Unnamed: 0_level_0,X1 transaction date,X2 house age,X3 distance to the nearest MRT station,X4 number of convenience stores,X5 latitude,X6 longitude
No,Unnamed: 1_level_1,Unnamed: 2_level_1,Unnamed: 3_level_1,Unnamed: 4_level_1,Unnamed: 5_level_1,Unnamed: 6_level_1
1,2012.917,32.0,84.87882,10,24.98298,121.54024
2,2012.917,19.5,306.59470,9,24.98034,121.53951
3,2013.583,13.3,561.98450,5,24.98746,121.54391
4,2013.500,13.3,561.98450,5,24.98746,121.54391
5,2012.833,5.0,390.56840,5,24.97937,121.54245
...,...,...,...,...,...,...
410,2013.000,13.7,4082.01500,0,24.94155,121.50381
411,2012.667,5.6,90.45606,9,24.97433,121.54310
412,2013.250,18.8,390.96960,7,24.97923,121.53986
413,2013.000,8.1,104.81010,5,24.96674,121.54067


In [8]:
# Let us convert them into matrices
X = np.asarray(df[x_labels])
y = np.asarray(df[y_label])

# Normalize the Data
Normalizing is an important step in machine learning. Its function is to make the variables smaller in value. If the values we input to the machine learning model has a range that is too big, then it will not *converge*, or give a proper result. Here we will normalize all the dependent data.

In [9]:
# Normalize the data
from sklearn.preprocessing import MinMaxScaler
scaler = MinMaxScaler()

scaler.fit(X)
X = scaler.transform(X)

# Train and Test split
The data will be split into train and test because we need the data to train the model, but also spare some to test the model's validity and accuracy.

In [10]:
# Split the data into train and test
from sklearn.model_selection import train_test_split

X_train, X_test, y_train, y_test = train_test_split(X, y, test_size=0.1, random_state=1)

In [11]:
X_train

array([[1.        , 0.15068493, 0.0103754 , 0.9       , 0.51211827,
        0.75016174],
       [0.90938865, 0.0913242 , 0.32855561, 0.3       , 0.37469704,
        0.42387319],
       [0.81877729, 0.30136986, 0.26130607, 0.2       , 0.38839069,
        0.46549493],
       ...,
       [0.        , 0.84703196, 0.1384846 , 0.1       , 0.48364033,
        0.83135648],
       [0.09061135, 0.29452055, 0.03515249, 0.7       , 0.41190015,
        0.74875997],
       [0.54585153, 0.2739726 , 0.20677973, 0.1       , 0.24200194,
        0.80752642]])

In [12]:
y_train[0:5]

array([[58.1],
       [33.4],
       [30.8],
       [21.7],
       [20.9]])

# Multiple Linear Regression Model

Multiple linear regression (MLR), also known simply as multiple regression, is a statistical technique that uses several (multiple) variables to predict the outcome of a (one) response variable.
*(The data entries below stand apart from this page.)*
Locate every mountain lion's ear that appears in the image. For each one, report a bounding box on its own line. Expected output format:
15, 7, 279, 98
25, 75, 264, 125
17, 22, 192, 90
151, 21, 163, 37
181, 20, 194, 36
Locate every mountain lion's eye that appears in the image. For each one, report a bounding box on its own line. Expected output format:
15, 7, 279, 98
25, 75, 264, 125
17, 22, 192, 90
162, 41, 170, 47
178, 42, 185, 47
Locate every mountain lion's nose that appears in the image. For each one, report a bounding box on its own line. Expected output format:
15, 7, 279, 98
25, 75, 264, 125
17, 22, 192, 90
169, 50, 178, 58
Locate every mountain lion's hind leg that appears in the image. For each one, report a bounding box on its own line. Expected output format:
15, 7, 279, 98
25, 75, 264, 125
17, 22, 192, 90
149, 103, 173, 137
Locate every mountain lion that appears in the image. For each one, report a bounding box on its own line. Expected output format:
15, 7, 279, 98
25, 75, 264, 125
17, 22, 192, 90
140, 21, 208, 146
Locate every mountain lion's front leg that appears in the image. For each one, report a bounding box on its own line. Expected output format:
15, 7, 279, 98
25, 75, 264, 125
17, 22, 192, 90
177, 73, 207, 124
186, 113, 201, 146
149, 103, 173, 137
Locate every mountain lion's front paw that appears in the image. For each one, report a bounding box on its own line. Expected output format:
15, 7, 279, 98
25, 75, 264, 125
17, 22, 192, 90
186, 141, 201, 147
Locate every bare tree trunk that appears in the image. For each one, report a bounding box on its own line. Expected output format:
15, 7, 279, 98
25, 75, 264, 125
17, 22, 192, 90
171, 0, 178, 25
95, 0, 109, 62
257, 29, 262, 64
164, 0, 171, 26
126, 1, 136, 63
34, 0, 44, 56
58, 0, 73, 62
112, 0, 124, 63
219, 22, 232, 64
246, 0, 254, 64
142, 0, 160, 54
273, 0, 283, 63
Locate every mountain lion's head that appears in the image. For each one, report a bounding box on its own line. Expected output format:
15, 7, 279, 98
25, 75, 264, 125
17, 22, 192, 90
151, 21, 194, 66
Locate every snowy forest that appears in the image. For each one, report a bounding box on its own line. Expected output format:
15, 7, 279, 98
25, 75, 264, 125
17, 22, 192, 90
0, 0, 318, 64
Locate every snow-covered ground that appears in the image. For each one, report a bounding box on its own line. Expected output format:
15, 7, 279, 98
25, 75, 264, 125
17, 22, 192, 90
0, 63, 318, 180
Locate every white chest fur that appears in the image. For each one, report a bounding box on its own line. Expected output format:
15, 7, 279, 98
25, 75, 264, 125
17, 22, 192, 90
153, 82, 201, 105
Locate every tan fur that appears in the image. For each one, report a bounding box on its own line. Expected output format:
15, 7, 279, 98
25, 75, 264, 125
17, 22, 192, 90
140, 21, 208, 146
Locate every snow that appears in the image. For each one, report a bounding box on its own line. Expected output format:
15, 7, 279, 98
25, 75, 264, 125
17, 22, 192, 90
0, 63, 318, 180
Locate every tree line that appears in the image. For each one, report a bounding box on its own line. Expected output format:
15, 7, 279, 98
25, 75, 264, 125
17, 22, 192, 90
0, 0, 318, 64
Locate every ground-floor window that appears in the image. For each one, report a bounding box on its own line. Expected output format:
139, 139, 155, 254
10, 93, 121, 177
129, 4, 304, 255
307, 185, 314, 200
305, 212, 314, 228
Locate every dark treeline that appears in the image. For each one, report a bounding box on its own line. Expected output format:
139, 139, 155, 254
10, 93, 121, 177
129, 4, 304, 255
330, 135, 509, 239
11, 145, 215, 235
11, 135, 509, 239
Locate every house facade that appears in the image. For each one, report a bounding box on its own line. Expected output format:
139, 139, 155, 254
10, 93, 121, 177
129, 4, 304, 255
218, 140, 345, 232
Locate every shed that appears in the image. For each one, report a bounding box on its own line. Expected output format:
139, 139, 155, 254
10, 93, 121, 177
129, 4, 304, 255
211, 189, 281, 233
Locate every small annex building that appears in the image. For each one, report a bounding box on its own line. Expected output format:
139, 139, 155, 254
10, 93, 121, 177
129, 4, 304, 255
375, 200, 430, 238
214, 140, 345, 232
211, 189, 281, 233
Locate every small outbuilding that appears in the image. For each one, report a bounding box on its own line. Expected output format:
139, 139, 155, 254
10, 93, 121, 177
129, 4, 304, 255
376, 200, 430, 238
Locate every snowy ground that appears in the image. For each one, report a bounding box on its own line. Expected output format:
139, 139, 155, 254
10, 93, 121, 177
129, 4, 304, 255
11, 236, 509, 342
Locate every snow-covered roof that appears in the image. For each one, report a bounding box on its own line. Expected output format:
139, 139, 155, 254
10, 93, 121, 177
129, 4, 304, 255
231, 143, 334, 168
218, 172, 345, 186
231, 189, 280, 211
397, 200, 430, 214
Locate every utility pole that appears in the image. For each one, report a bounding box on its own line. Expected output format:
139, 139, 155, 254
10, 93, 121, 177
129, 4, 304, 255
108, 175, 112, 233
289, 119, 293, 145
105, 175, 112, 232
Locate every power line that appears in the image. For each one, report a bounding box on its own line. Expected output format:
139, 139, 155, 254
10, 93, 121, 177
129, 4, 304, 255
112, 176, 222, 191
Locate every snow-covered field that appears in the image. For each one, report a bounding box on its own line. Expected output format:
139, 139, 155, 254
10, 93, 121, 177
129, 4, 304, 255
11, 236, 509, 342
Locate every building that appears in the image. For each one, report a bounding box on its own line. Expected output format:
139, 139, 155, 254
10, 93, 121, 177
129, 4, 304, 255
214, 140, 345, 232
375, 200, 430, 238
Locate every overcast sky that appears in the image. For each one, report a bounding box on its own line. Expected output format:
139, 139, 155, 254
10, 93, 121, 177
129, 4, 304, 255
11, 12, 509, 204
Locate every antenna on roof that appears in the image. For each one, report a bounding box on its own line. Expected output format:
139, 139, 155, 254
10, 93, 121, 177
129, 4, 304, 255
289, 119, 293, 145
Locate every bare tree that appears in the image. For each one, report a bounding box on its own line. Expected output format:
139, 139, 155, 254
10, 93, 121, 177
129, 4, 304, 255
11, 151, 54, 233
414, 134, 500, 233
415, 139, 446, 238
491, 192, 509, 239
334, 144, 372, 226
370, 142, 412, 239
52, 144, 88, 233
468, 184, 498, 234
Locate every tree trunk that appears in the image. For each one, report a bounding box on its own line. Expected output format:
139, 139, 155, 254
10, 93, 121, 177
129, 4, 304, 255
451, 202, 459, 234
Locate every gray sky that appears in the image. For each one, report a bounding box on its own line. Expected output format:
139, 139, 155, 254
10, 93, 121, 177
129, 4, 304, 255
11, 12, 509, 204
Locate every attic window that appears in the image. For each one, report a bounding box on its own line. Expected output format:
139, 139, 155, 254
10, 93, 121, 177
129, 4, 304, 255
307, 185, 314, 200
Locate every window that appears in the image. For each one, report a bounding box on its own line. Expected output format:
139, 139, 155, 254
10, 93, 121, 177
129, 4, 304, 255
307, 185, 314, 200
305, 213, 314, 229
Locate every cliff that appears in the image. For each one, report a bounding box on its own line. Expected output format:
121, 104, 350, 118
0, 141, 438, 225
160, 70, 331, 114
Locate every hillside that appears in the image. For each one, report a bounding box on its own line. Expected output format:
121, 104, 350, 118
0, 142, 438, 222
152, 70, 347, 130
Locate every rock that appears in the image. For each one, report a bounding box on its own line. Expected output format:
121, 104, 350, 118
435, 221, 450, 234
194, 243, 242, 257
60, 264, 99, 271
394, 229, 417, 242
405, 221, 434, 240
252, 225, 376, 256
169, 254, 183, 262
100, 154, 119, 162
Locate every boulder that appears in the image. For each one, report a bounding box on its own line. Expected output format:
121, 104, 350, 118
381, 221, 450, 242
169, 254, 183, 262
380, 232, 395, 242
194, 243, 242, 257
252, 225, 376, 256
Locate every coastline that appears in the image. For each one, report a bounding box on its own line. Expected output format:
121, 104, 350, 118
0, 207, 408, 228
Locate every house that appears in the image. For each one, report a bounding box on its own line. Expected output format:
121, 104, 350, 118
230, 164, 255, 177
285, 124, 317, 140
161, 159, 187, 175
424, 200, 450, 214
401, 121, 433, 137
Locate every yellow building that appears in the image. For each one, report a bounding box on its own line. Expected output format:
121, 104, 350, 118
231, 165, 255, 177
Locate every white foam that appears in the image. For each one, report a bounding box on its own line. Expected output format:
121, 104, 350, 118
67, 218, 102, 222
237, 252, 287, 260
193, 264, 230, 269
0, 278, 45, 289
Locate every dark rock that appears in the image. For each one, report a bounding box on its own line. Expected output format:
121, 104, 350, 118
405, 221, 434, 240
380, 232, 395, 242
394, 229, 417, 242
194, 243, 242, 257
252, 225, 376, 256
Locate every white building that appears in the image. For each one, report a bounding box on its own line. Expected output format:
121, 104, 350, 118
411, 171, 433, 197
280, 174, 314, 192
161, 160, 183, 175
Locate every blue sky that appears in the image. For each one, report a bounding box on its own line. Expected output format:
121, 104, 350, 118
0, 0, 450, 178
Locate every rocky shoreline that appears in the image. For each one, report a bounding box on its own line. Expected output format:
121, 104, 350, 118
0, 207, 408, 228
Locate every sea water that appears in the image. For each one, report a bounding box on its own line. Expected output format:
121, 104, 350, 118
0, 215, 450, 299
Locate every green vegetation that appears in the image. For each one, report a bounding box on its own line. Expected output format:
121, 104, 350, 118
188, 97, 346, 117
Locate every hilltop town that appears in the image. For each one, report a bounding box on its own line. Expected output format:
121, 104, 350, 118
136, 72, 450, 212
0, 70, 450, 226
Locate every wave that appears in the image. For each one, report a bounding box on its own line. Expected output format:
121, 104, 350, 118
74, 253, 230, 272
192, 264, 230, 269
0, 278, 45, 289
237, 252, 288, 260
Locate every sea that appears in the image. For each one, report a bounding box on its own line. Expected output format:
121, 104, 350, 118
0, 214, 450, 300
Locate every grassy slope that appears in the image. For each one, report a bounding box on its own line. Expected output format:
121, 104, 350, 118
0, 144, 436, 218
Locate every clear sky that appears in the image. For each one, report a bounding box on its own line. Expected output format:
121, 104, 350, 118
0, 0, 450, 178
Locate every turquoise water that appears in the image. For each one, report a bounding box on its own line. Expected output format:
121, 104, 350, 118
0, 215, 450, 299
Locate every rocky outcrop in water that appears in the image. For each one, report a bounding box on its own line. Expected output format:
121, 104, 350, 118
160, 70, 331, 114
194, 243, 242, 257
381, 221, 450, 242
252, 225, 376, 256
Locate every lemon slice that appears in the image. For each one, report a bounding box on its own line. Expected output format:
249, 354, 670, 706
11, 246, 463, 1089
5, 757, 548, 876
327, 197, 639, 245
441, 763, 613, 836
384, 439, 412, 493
The `scikit-learn` library uses a linear regression algorithm called the OLS.

In [13]:
# Import the machine learning library Scikit-Learn
from sklearn import linear_model

regr = linear_model.LinearRegression()

In [14]:
# Fit the model to the training data
regr.fit(X_train, y_train)

LinearRegression(copy_X=True, fit_intercept=True, n_jobs=None, normalize=False)

In [15]:
# Linear regression coefficients
print(f"Regression coefficients [x1 x2 x3 x4 x5 x6]: {regr.coef_}")

Regression coefficients [x1 x2 x3 x4 x5 x6]: [[  5.19752289 -11.42703184 -29.83092874  10.82105149  19.13379372
   -1.8207899 ]]


In [16]:
# Use the model to predict the result
prediction = regr.predict(X_test)
print(prediction[0:5])
print(y_test[0:5])

[[34.6920798 ]
 [47.30118939]
 [21.92669234]
 [12.62287202]
 [42.69787196]]
[[27.3]
 [54.4]
 [22. ]
 [11.6]
 [45.4]]


In [17]:
# Compare the values to get the score
score = regr.score(X_test, y_test)
print("The accuracy of the prediction is", score)

The accuracy of the prediction is 0.754459684843172


In [18]:
x_input = np.array([])
for x in x_labels:
    x_input = np.append(x_input, input(x + ": "))
    
x_input = x_input.reshape(1,-1)

x_input = scaler.transform(x_input)
print(x_input)

print("Your dream House price is", regr.predict(x_input))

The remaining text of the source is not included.